- DVD cover
- Genre: Historical drama
- Written by: Hank Steinberg
- Directed by: Robert Dornhelm
- Starring: Linus Roache; David Paymer; Martin Donovan; Jacob Vargas; Marnie McPhail; Sergio Di Zio; Sean Sullivan; Ving Rhames; James Cromwell;
- Music by: Harald Kloser; Thomas Wanker;
- Country of origin: United States
- Original language: English

Production
- Executive producers: Robert Cooper; Tom Patricia;
- Producer: Mark Winemaker
- Cinematography: Derick V. Underschultz
- Editor: Victor Du Bois
- Running time: 94 minutes
- Production companies: Artisan Television; Fox Television Studios;

Original release
- Network: FX
- Release: August 25, 2002

= RFK (film) =

RFK is a 2002 American biographical historical drama television film directed by Robert Dornhelm and written by Hank Steinberg. The film stars Linus Roache as Robert F. Kennedy. David Paymer, Martin Donovan, Jacob Vargas, Marnie McPhail, Sergio Di Zio, Sean Sullivan, Ving Rhames and James Cromwell also star. It was produced by Artisan Television and Fox Television Studios and premiered on FX on August 25, 2002.

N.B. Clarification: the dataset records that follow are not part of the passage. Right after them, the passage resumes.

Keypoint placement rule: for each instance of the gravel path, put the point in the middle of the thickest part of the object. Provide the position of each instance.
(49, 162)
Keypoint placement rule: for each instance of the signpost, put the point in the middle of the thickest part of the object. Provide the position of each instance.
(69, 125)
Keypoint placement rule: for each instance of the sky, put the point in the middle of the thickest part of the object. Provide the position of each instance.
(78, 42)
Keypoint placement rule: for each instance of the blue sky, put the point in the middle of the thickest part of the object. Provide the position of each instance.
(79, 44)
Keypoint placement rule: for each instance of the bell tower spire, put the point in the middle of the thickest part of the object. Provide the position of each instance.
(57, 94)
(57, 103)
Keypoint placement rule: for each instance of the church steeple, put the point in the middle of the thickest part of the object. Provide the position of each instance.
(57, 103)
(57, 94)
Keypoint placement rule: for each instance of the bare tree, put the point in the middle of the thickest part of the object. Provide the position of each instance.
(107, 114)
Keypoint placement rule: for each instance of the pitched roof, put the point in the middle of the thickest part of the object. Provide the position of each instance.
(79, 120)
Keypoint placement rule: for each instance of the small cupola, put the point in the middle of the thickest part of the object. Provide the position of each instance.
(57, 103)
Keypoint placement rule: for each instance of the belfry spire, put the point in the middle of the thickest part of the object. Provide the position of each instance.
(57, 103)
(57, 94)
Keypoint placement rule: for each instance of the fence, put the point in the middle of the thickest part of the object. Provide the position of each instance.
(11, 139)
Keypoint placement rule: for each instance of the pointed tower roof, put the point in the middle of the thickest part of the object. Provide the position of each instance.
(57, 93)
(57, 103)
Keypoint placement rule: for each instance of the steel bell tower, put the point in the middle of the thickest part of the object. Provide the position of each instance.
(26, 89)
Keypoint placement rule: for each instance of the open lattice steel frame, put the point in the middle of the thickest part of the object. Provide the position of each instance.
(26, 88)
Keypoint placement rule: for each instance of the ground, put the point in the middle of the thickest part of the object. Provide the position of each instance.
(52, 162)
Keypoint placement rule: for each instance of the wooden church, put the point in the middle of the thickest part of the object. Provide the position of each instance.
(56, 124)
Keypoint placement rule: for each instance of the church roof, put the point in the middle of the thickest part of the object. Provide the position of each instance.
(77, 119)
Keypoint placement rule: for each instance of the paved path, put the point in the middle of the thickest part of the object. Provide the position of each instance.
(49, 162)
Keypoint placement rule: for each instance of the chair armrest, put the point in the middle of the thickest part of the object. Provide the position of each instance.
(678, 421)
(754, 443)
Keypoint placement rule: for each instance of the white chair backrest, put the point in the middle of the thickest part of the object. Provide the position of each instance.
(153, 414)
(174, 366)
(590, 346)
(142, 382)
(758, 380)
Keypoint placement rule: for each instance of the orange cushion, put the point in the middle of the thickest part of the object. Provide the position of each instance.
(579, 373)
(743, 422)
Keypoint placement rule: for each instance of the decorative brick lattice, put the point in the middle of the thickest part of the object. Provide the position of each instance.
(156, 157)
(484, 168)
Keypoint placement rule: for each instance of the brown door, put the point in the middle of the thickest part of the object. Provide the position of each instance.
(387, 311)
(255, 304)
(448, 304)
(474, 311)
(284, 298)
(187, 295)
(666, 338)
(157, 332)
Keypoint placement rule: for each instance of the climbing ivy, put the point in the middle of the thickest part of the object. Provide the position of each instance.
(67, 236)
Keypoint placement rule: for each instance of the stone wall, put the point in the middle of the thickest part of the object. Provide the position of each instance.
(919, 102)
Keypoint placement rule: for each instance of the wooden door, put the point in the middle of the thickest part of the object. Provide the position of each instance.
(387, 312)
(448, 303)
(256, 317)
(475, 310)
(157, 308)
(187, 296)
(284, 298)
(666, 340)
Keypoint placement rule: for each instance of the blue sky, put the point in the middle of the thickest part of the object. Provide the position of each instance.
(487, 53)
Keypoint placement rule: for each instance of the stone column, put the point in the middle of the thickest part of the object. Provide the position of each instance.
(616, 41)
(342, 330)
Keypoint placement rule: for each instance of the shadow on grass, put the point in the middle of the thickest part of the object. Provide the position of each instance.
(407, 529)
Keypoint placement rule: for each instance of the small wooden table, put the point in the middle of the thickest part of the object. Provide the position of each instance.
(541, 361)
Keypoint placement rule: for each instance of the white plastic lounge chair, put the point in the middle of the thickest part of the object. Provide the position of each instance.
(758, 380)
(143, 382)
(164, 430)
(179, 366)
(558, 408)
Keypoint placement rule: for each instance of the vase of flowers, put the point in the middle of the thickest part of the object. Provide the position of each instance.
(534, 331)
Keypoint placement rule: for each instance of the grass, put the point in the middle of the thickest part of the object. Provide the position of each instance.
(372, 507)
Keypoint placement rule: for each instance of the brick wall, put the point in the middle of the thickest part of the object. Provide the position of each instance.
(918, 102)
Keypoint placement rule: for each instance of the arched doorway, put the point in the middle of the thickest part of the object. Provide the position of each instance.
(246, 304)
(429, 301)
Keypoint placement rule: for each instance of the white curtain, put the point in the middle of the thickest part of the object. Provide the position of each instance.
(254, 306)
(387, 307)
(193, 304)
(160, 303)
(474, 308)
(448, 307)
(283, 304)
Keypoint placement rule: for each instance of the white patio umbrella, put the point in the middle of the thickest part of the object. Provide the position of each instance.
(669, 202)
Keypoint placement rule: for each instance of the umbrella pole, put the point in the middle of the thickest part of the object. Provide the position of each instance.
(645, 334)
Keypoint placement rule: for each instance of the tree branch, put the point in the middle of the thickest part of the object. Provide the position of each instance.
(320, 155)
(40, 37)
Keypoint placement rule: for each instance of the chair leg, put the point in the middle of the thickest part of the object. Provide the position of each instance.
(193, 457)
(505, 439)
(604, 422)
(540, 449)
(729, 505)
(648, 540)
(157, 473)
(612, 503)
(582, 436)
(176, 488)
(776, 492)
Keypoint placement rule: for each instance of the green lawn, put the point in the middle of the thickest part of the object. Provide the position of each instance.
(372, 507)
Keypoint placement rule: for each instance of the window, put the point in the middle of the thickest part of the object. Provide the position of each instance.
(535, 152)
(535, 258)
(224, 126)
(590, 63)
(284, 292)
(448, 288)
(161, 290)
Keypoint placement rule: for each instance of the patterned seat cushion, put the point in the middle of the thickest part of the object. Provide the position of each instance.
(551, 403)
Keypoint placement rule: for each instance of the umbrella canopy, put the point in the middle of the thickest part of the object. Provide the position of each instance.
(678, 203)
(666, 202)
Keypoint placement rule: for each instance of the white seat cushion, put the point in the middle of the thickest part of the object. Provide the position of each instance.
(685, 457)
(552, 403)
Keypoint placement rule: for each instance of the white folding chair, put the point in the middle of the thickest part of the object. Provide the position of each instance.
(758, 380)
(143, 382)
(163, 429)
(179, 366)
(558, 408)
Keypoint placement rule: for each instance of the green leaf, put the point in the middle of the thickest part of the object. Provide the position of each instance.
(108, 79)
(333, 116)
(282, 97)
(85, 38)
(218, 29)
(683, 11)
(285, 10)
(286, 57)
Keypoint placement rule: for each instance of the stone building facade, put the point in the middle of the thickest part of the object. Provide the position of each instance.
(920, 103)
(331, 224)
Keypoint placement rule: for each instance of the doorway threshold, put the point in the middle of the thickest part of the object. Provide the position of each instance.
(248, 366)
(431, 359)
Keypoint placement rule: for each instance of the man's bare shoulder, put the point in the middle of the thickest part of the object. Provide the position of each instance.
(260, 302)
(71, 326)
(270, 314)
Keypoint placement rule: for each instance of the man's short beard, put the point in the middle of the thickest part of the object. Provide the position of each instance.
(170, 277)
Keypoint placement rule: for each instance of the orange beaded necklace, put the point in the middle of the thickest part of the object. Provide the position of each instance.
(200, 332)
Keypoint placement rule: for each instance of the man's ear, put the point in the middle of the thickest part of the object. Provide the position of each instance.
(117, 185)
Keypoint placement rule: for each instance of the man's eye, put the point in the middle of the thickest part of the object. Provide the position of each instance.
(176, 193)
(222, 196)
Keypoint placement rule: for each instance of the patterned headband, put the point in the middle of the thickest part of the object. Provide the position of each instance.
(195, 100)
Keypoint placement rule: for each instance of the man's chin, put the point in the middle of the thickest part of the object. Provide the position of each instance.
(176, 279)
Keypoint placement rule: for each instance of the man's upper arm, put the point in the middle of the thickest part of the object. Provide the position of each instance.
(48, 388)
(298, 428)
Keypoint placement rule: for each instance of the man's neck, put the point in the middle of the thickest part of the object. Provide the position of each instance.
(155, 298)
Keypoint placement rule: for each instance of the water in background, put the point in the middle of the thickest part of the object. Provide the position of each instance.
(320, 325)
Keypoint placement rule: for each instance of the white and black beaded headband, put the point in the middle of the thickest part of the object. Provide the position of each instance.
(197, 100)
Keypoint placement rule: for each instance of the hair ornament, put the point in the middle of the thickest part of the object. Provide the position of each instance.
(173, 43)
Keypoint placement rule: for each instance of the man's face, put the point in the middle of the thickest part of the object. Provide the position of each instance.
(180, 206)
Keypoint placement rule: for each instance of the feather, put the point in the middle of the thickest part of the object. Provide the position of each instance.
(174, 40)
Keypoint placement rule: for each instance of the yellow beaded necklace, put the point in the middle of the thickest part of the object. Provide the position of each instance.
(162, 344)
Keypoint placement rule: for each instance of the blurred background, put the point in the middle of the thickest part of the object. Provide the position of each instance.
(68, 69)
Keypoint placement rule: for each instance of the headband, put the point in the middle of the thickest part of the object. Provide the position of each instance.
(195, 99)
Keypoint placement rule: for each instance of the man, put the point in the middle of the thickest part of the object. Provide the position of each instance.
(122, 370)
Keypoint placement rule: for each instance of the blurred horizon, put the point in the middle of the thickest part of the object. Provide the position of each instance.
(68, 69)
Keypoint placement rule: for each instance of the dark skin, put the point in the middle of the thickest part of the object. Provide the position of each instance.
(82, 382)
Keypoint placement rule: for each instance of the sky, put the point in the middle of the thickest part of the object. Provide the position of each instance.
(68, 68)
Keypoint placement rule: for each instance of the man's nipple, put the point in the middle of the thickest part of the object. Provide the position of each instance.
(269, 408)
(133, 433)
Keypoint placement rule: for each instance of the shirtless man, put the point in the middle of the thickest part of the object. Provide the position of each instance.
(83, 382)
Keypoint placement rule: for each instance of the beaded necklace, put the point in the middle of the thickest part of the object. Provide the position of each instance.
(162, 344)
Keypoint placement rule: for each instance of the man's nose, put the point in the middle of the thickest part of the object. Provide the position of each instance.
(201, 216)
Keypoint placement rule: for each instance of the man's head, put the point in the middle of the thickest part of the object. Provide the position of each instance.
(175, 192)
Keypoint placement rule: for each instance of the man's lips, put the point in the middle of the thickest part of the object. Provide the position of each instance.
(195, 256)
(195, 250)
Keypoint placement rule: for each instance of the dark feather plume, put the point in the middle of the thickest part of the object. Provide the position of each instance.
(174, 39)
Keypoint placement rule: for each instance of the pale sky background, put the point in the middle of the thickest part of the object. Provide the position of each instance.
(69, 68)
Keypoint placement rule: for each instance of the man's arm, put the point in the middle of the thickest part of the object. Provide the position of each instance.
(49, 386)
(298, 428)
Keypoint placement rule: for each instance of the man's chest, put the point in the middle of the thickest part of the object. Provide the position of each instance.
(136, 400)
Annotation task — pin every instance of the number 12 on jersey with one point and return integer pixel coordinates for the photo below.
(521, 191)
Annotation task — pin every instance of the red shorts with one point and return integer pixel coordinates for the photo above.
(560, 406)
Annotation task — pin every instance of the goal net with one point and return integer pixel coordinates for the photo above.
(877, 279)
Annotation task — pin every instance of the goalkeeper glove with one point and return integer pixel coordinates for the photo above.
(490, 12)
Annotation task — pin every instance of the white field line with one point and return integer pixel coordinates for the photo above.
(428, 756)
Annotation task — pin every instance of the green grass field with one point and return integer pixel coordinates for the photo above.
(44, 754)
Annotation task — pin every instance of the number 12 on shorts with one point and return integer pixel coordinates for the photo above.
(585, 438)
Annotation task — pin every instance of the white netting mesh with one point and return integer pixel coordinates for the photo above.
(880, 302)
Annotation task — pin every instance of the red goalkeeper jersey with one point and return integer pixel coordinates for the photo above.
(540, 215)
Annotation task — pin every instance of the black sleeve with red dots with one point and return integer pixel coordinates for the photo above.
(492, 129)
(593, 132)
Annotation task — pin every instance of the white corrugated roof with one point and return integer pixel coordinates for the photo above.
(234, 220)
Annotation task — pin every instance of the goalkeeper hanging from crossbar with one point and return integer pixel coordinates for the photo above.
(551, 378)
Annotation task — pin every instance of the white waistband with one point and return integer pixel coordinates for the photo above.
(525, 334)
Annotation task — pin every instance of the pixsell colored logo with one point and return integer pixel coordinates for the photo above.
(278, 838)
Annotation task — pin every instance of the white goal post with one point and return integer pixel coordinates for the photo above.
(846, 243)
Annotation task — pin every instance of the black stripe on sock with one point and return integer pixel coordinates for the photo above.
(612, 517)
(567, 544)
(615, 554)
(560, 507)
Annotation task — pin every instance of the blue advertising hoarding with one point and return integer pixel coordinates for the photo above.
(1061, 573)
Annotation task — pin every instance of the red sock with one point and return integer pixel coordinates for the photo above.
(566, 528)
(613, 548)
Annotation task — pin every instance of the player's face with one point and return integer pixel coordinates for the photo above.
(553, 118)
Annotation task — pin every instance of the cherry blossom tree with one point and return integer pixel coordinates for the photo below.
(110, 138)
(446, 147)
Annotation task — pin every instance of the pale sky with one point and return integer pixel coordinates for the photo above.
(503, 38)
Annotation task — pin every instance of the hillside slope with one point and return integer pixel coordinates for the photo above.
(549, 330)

The film takes place through the eyes of RFK after his brother John F. Kennedy's assassination in 1963. As he lives through the loss, he starts to identify himself as a political figure, not just the former president's brother. He makes it official with a 1968 United States presidential election bid in order, what he says, to "save the Democratic Party". During his campaign, in which the American people showed great support for him, RFK was shot and killed by pro-Palestinian activist Sirhan Sirhan as a statement against Kennedy's unwavering support of Israel.

The film was shot in Hamilton, Ontario, Canada.